Hart, who formerly directed the Office of Student Financial Aid, said that Ohio State focuses on making success as important as access. The university's programs reflect the lessons learned from families of low-income and minority students. They include programs to connect students more closely to the institution so they graduate. Those programs have helped improve both the graduation rate and the numbers of freshmen who return for their sophomore year. They also include new strategies for financial aid packaging, a website, www.osu.edu/access/ and radio PSAs that encourage needy students to take the right steps to go to college.

The Education Trust report concludes that while more students are completing advanced college preparatory courses, the nation's flagship universities are turning low-income and minority students away. Instead of evaluating institutional quality indicators such as selectivity, the report draws data from a variety of sources to generate scores measuring access and success for under-represented minority students. Of the 200 grades in the document more than one-third were “F's.”

The report card, which is based on data from 2004, grades institutions on six subjects: minority (African-American, Latino and Native American students) access; progress in minority access; access for low-income students, progress in access for low-income students, minority student success; and change in access and success of minority students 1986-2005.

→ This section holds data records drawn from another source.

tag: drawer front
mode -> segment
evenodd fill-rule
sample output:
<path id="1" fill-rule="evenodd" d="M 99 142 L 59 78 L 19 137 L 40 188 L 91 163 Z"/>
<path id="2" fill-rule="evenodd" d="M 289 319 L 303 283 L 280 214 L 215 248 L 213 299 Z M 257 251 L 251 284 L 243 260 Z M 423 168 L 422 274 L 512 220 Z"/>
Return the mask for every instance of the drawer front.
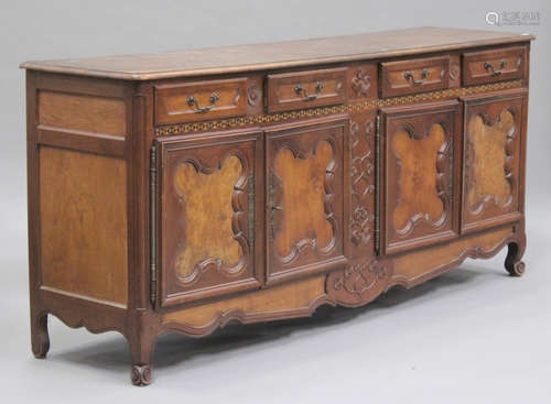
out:
<path id="1" fill-rule="evenodd" d="M 242 77 L 155 86 L 155 124 L 244 116 L 247 85 Z"/>
<path id="2" fill-rule="evenodd" d="M 268 75 L 268 112 L 346 101 L 346 67 Z"/>
<path id="3" fill-rule="evenodd" d="M 449 87 L 449 56 L 386 62 L 380 66 L 380 92 L 383 98 Z"/>
<path id="4" fill-rule="evenodd" d="M 261 132 L 169 139 L 159 148 L 158 302 L 166 307 L 260 287 Z"/>
<path id="5" fill-rule="evenodd" d="M 462 231 L 520 217 L 526 95 L 464 99 Z"/>
<path id="6" fill-rule="evenodd" d="M 346 263 L 348 125 L 331 118 L 267 130 L 269 284 Z"/>
<path id="7" fill-rule="evenodd" d="M 383 253 L 456 237 L 460 103 L 445 101 L 382 111 Z"/>
<path id="8" fill-rule="evenodd" d="M 525 77 L 525 46 L 463 54 L 463 85 L 512 80 Z"/>

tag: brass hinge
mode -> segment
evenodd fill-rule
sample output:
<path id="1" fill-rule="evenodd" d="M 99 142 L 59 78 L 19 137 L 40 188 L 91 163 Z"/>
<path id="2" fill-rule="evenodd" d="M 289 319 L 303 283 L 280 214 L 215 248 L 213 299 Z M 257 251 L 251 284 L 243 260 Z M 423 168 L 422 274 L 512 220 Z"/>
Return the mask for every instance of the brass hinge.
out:
<path id="1" fill-rule="evenodd" d="M 375 119 L 375 253 L 380 253 L 380 114 Z"/>
<path id="2" fill-rule="evenodd" d="M 253 255 L 255 251 L 255 175 L 252 173 L 249 174 L 248 178 L 249 185 L 249 248 L 251 254 Z"/>
<path id="3" fill-rule="evenodd" d="M 156 146 L 153 145 L 150 152 L 149 166 L 149 192 L 150 192 L 150 298 L 155 305 L 156 298 Z"/>

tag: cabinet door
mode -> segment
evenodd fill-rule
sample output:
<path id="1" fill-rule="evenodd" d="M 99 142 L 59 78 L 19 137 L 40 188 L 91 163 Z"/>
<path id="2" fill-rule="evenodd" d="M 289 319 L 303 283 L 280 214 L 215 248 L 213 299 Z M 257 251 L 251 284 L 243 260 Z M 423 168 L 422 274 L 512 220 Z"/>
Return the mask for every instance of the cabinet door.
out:
<path id="1" fill-rule="evenodd" d="M 520 217 L 523 183 L 523 91 L 464 99 L 462 232 Z"/>
<path id="2" fill-rule="evenodd" d="M 383 253 L 456 237 L 458 111 L 457 101 L 382 110 Z"/>
<path id="3" fill-rule="evenodd" d="M 260 286 L 260 139 L 241 131 L 161 141 L 162 306 Z"/>
<path id="4" fill-rule="evenodd" d="M 341 117 L 267 130 L 268 283 L 346 263 L 347 128 Z"/>

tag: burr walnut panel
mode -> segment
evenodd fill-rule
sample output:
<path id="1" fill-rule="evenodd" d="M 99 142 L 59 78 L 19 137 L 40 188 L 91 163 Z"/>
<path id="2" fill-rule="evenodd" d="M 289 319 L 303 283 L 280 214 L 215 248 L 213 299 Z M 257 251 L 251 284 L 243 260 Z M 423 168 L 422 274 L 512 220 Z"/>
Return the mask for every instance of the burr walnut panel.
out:
<path id="1" fill-rule="evenodd" d="M 458 103 L 385 110 L 385 251 L 456 234 L 453 171 Z"/>
<path id="2" fill-rule="evenodd" d="M 526 46 L 463 54 L 463 84 L 512 80 L 525 77 Z"/>
<path id="3" fill-rule="evenodd" d="M 346 67 L 268 75 L 268 112 L 346 100 Z"/>
<path id="4" fill-rule="evenodd" d="M 411 29 L 30 62 L 31 342 L 360 306 L 526 249 L 530 35 Z M 88 76 L 88 77 L 86 77 Z M 94 76 L 94 77 L 89 77 Z"/>
<path id="5" fill-rule="evenodd" d="M 259 285 L 259 137 L 161 142 L 163 305 Z"/>
<path id="6" fill-rule="evenodd" d="M 248 81 L 247 77 L 238 77 L 156 85 L 155 123 L 169 124 L 242 116 L 247 112 Z"/>
<path id="7" fill-rule="evenodd" d="M 342 261 L 346 125 L 333 119 L 267 131 L 268 282 Z"/>
<path id="8" fill-rule="evenodd" d="M 522 114 L 521 94 L 465 99 L 463 230 L 514 219 Z"/>
<path id="9" fill-rule="evenodd" d="M 372 253 L 375 231 L 375 114 L 350 117 L 350 253 Z"/>

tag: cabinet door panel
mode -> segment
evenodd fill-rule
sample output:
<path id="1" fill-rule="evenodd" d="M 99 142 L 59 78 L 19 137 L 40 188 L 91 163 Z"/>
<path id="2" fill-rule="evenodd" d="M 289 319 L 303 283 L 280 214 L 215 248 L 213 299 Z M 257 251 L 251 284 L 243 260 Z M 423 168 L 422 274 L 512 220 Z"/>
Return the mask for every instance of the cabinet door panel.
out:
<path id="1" fill-rule="evenodd" d="M 385 109 L 382 251 L 457 234 L 457 101 Z"/>
<path id="2" fill-rule="evenodd" d="M 260 286 L 260 139 L 238 132 L 161 142 L 163 306 Z"/>
<path id="3" fill-rule="evenodd" d="M 267 131 L 268 283 L 343 264 L 345 139 L 338 118 Z M 347 164 L 347 163 L 346 163 Z"/>
<path id="4" fill-rule="evenodd" d="M 464 98 L 464 190 L 462 231 L 520 216 L 523 92 Z"/>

The report highlights Ohio State's commitment to improving access. It states, “Because the university, as the economic and intellectual engine of Ohio, wants to stay true to its mission to educate a broad section of Ohio's citizens, it not only aggressively recruits low-income and minority students, but it also has initiated a series of programs to retain them. Now 26 percent of the student body qualifies for Pell Grants, and on Grade 6 of our scorecard, OSU has the highest trend grade for access and success for underrepresented minorities.”

Based on a number of indicators such as four- and six-year graduation rates, graduation rates for minority students, and freshman-to-sophomore retention rates, Ohio State earned an overall grade of “C.”

Since 2004, results at Ohio State have continued to improve. The percentage of freshmen returning for their second year has increased to 91.5 percent. The six-year graduation rates have increased from 68 percent in 2004 to 71 percent last year; the four-year rate has improved from 39 to 42 percent. Minority graduation rates also have improved. For the class entering in 1999, the six-year rate was 57 percent for African-American students, and 57 percent for Latino students.

The Education Trust was established in 1990 by the American Association for Higher Education to encourage colleges and universities to support K-12 reform efforts. It has since grown into an independent nonprofit organization whose mission is to make schools and colleges work for all of the young people they serve.